Ignoring what the specification recommends, could you build a fedi server that uses a single, shared keypair for all actors? Would that even be able to federate, or are there systems out there using key ID as a unique identifier?#ActivityPub #ActivityS...
-
@hazelnoot But if a set of actors are sharing the same key, the only thing you can know with confidence is that a message came from one of those actors. It can claim to be a specific member of that set all they like, but that's not a claim anyone can trust.
-
@hazelnoot @thisismissem for ~11 million accounts? Seems fine to me. The fediverse is kind of a distributed, primitive key management service when you think about it in these terms.
-
@[email protected] true, but that's the case either way. When the server is responsible for key management, it can also decide which actor gets which key. As long as you let the remote servers tell you which key goes with which actor, then you have to assume that the actors don't actually hold their own keys.
-
@hazelnoot That's true as far as it goes. I would point out that nothing anywhere suggests the server should be in control of the keys. In fact, a lot of the protocol designers really dislike that it shaped up that way in practice. And, I can't imagine a good faith reason for a peer to do that.
-
@[email protected] yeah, that's all fair. No good-faith instance should be messing with keys like that. But it is possible with the Fediverse as it currently functions.
-
@hazelnoot Yeah. My most charitable read of a server doing that is that it's block evasion.
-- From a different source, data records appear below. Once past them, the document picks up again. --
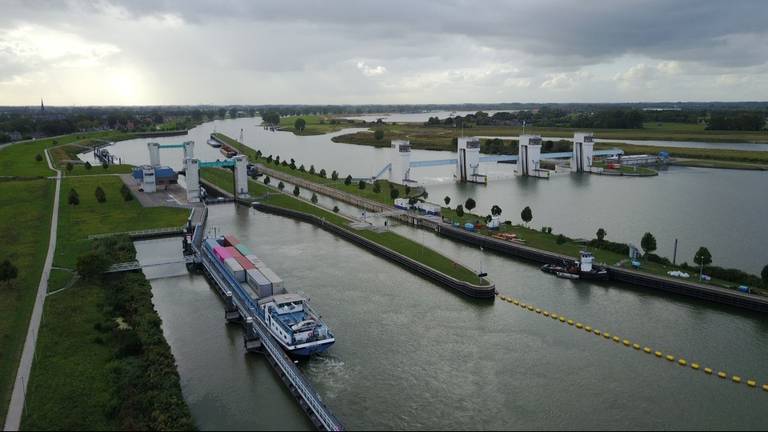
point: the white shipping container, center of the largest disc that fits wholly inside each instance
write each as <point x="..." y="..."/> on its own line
<point x="236" y="269"/>
<point x="277" y="283"/>
<point x="255" y="261"/>
<point x="260" y="285"/>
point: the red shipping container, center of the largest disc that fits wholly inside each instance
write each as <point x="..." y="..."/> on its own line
<point x="231" y="240"/>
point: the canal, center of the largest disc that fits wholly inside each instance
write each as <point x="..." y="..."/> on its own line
<point x="723" y="210"/>
<point x="412" y="355"/>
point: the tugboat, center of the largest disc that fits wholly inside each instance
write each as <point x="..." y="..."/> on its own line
<point x="582" y="269"/>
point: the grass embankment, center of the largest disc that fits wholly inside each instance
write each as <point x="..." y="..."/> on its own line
<point x="388" y="239"/>
<point x="317" y="125"/>
<point x="383" y="196"/>
<point x="91" y="372"/>
<point x="571" y="248"/>
<point x="91" y="217"/>
<point x="25" y="218"/>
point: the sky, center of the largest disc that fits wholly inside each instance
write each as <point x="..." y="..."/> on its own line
<point x="168" y="52"/>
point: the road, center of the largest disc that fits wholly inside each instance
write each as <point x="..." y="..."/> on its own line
<point x="16" y="407"/>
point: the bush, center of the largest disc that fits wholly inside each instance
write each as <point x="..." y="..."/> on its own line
<point x="101" y="196"/>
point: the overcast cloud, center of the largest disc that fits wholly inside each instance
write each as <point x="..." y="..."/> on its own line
<point x="192" y="52"/>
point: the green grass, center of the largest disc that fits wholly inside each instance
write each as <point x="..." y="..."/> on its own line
<point x="70" y="384"/>
<point x="382" y="196"/>
<point x="58" y="279"/>
<point x="25" y="215"/>
<point x="90" y="217"/>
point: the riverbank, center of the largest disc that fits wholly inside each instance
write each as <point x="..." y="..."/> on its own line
<point x="109" y="367"/>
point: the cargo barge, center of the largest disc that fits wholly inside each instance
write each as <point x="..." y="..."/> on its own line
<point x="287" y="316"/>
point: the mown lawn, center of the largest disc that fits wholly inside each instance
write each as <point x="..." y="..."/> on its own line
<point x="25" y="218"/>
<point x="71" y="365"/>
<point x="90" y="217"/>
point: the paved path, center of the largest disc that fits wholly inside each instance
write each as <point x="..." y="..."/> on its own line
<point x="16" y="407"/>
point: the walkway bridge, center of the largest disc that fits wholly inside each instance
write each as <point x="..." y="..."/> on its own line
<point x="240" y="307"/>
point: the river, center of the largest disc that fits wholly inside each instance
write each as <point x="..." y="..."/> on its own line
<point x="413" y="355"/>
<point x="724" y="210"/>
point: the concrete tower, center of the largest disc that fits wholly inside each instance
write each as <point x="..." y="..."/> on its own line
<point x="583" y="149"/>
<point x="468" y="161"/>
<point x="192" y="177"/>
<point x="241" y="176"/>
<point x="401" y="161"/>
<point x="529" y="155"/>
<point x="154" y="154"/>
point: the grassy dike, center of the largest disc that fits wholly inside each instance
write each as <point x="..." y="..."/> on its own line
<point x="382" y="196"/>
<point x="102" y="361"/>
<point x="388" y="239"/>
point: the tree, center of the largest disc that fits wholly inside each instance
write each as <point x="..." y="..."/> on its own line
<point x="8" y="271"/>
<point x="703" y="257"/>
<point x="469" y="204"/>
<point x="74" y="198"/>
<point x="526" y="215"/>
<point x="648" y="243"/>
<point x="100" y="195"/>
<point x="91" y="265"/>
<point x="764" y="275"/>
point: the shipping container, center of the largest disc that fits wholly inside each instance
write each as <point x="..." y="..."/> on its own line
<point x="236" y="269"/>
<point x="230" y="240"/>
<point x="243" y="261"/>
<point x="222" y="253"/>
<point x="256" y="261"/>
<point x="243" y="249"/>
<point x="260" y="285"/>
<point x="277" y="283"/>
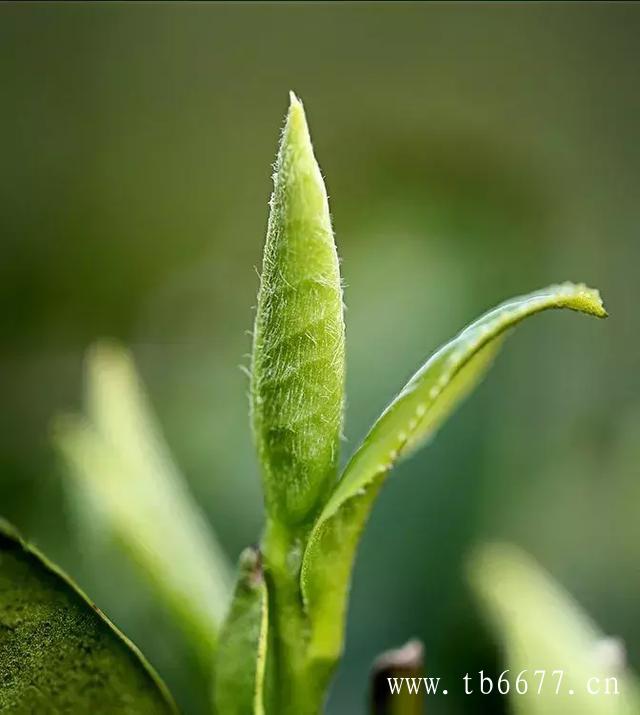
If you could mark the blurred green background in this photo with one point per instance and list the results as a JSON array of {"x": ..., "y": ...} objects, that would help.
[{"x": 471, "y": 151}]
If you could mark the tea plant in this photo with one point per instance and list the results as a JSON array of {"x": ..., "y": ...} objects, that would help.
[{"x": 282, "y": 636}]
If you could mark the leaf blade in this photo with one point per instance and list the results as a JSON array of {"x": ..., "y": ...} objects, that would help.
[
  {"x": 541, "y": 626},
  {"x": 241, "y": 656},
  {"x": 59, "y": 653},
  {"x": 120, "y": 467},
  {"x": 411, "y": 418}
]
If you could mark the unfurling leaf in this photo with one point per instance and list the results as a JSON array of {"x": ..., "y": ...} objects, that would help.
[
  {"x": 59, "y": 653},
  {"x": 240, "y": 660},
  {"x": 297, "y": 379},
  {"x": 407, "y": 423},
  {"x": 563, "y": 661},
  {"x": 122, "y": 479}
]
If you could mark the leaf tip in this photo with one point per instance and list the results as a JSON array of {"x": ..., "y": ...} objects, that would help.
[{"x": 580, "y": 297}]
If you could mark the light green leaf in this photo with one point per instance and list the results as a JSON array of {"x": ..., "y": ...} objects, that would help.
[
  {"x": 409, "y": 421},
  {"x": 240, "y": 660},
  {"x": 58, "y": 653},
  {"x": 123, "y": 481},
  {"x": 297, "y": 379},
  {"x": 542, "y": 628}
]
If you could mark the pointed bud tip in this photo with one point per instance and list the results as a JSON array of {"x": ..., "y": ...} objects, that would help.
[{"x": 298, "y": 130}]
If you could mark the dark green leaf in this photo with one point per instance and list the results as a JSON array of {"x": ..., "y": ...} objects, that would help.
[{"x": 58, "y": 653}]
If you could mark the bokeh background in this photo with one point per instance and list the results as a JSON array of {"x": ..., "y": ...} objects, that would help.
[{"x": 472, "y": 152}]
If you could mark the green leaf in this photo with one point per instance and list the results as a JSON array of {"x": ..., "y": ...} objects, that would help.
[
  {"x": 542, "y": 628},
  {"x": 58, "y": 653},
  {"x": 407, "y": 423},
  {"x": 122, "y": 481},
  {"x": 240, "y": 661},
  {"x": 297, "y": 379}
]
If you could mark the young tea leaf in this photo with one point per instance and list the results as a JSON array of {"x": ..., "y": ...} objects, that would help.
[
  {"x": 58, "y": 653},
  {"x": 411, "y": 419},
  {"x": 297, "y": 378},
  {"x": 123, "y": 481},
  {"x": 240, "y": 661},
  {"x": 565, "y": 665}
]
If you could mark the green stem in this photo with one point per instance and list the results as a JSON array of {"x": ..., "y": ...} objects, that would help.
[{"x": 291, "y": 689}]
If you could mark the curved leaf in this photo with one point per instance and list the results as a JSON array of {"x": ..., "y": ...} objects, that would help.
[
  {"x": 542, "y": 628},
  {"x": 240, "y": 661},
  {"x": 122, "y": 480},
  {"x": 413, "y": 416},
  {"x": 58, "y": 653},
  {"x": 297, "y": 375}
]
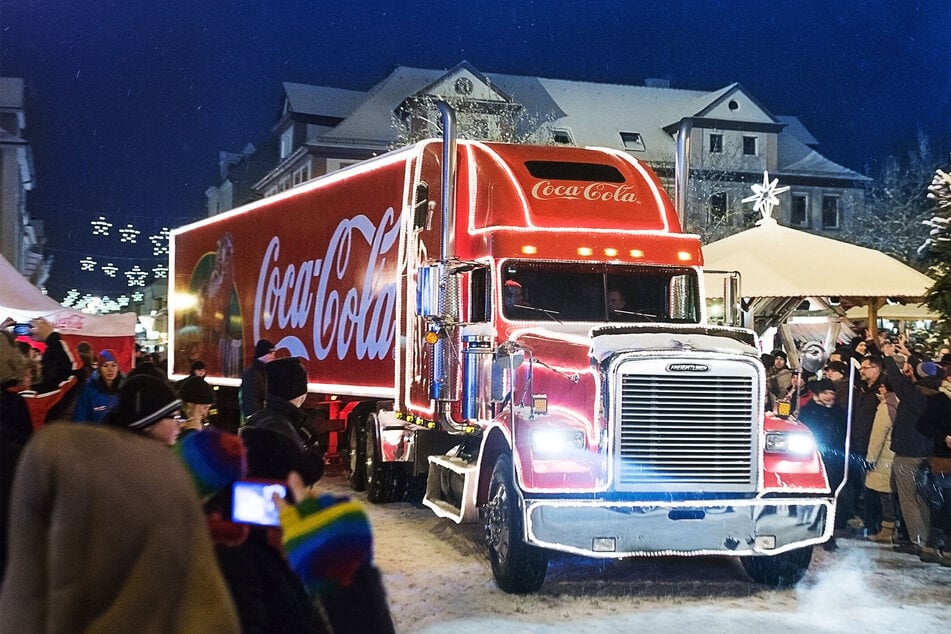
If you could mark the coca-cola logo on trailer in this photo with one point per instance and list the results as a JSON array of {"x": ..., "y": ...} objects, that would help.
[
  {"x": 602, "y": 192},
  {"x": 323, "y": 295}
]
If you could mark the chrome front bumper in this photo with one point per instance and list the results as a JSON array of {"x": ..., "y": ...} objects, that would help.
[{"x": 614, "y": 530}]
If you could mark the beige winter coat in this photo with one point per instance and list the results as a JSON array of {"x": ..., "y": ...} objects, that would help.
[
  {"x": 880, "y": 446},
  {"x": 107, "y": 535}
]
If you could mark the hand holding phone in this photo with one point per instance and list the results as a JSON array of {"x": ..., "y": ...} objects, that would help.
[{"x": 252, "y": 502}]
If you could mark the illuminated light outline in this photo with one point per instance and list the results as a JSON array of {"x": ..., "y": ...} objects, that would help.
[{"x": 655, "y": 191}]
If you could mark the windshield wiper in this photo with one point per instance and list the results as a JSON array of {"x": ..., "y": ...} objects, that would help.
[{"x": 548, "y": 313}]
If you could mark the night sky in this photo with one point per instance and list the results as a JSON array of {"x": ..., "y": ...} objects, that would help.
[{"x": 129, "y": 103}]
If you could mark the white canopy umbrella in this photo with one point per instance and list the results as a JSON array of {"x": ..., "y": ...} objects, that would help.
[{"x": 776, "y": 262}]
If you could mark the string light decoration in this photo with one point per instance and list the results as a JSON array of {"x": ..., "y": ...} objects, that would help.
[
  {"x": 160, "y": 242},
  {"x": 100, "y": 226},
  {"x": 129, "y": 234},
  {"x": 136, "y": 276}
]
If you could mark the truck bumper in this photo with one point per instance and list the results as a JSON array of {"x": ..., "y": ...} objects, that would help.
[{"x": 613, "y": 530}]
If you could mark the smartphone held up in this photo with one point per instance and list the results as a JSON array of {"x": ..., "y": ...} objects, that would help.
[{"x": 252, "y": 502}]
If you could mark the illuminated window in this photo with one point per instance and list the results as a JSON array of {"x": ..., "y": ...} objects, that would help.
[
  {"x": 749, "y": 146},
  {"x": 633, "y": 141},
  {"x": 561, "y": 136}
]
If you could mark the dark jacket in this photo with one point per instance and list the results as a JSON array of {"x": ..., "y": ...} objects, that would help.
[
  {"x": 827, "y": 425},
  {"x": 253, "y": 389},
  {"x": 269, "y": 596},
  {"x": 935, "y": 423},
  {"x": 863, "y": 416},
  {"x": 912, "y": 398}
]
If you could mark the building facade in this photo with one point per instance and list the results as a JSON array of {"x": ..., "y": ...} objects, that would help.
[
  {"x": 733, "y": 138},
  {"x": 21, "y": 236}
]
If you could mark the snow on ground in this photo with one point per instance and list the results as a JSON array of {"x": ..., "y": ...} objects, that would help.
[{"x": 438, "y": 580}]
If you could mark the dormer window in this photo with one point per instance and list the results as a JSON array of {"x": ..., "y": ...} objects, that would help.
[
  {"x": 561, "y": 136},
  {"x": 633, "y": 141}
]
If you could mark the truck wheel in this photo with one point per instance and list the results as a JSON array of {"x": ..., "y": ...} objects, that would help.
[
  {"x": 518, "y": 567},
  {"x": 386, "y": 481},
  {"x": 779, "y": 571},
  {"x": 357, "y": 453}
]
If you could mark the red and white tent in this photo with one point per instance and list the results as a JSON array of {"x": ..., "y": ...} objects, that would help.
[{"x": 22, "y": 301}]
And protecting against that block evasion will likely necessarily also prohibit servers that share a private key with all actors.
-
sex in the zitireplied to Jenniferplusplus on last edited by
@jenniferplusplus @hazelnoot I think we currently have to trust the admin doesn't take over accounts currently.
-
@risottobias @jenniferplusplus @hazelnoot The server chooses who gets which key already, and you check by asking it for it via webfinger, so separate keys per actor is relying on trusting the server anyway.
-
@[email protected] @[email protected] @[email protected] exactly. Even if an actor was using C2S with cliient-side keys, the server could still MITM by stripping the signatures and re-signing with its own keys. Fedi has no root-of-trust so it's impossible for a remote server to ever know if this happened.
-
@hazelnoot @KevinMarks @risottobias
That's not necessarily true.Anyway, the question was why shouldn't a server do this. The answer is because it makes many problems worse, and the benefits are tiny.